Jesus did this, Fr. Rolheiser says, “by acting like a purifier…. He took in hatred, held it, transformed it, and gave back love; he took in bitterness, held it, transformed it, and gave back graciousness; he took in curses, held them, transformed them, and gave back blessing …. He held and transformed these things rather than simply re-transmit them.

“And in this he wants imitation, not admiration.”

We could say that he wants us to behave like smart athletes: stay within ourselves and our game. Don’t be influenced by the crowd.

This is hard to do in the storm of partisan half-truths, distortion and emotional fervor that marks electoral campaigns. The essential goods that we want to encourage, especially the dignity and welfare of marginal people, become lost to sight.

A story just emerging in the news shows how it can be done, though, even in an issue as tangled as immigration. School administrators in a California district helped a young student carry on with his education while knowing he had no legal status in this country. That student went on to an outstanding university record followed by a reporting job at the Washington Post, where he was part of the team that won a 2008 Pulitzer Prize for coverage of the killing spree at Virginia Tech University.

The student/journalist, Filipino immigrant Jose Antonio Vargas, has admitted publicly now that he is here illegally.

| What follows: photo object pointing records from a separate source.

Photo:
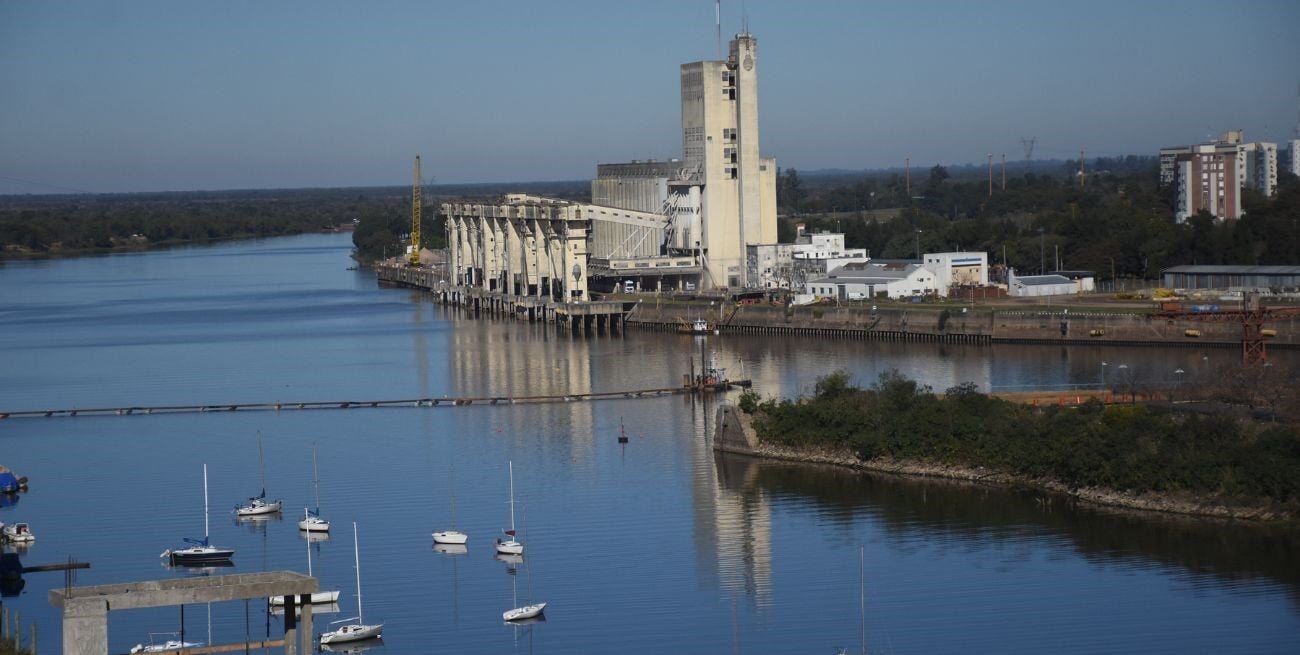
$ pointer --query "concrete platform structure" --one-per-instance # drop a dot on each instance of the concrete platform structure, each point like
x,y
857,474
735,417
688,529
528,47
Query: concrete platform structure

Fortunately, Rich Fischer, school superintendent in Mountain View, Ca., when Vargas was in high school there, saw him whole, not partially; saw him as an educator should, not as a cop might. He knew Vargas’s status in the law. So did Pat Hyland, principal of that school. But they were there for him first.

Their actions in helping Vargas gain a college scholarship were “sort of humanitarian in my mind,” Hyland told the press.

“It’s a conundrum. What are we doing to help this child survive and help this child reach his or her potential? Educators are stuck in that position.”

Fischer’s attitude is more blunt: “We’re educators,” he said. “We don’t work for the INS (Immigration and Naturalization Service).”

In the model laid out by Fr. Rolheiser, those educators held and carried the tension of our immigration law mess while keeping their eye on the essential. And they gave back a young man well educated and productive in society.

This doesn’t resolve the political issue of immigration, just as the peaceful praying of pro-life people at abortion clinics, and their offers of help, don’t resolve the abortion issue. But these are the kinds of things we do if we stay focused on who we are and whose example we follow. And this is the spirit of unifying love that can transform our politics.

The outcome, as St. Paul says, is a matter of faith: beyond our knowing while fulfilling our deepest desires. That’s where the greatest tension lies: in holding the faith.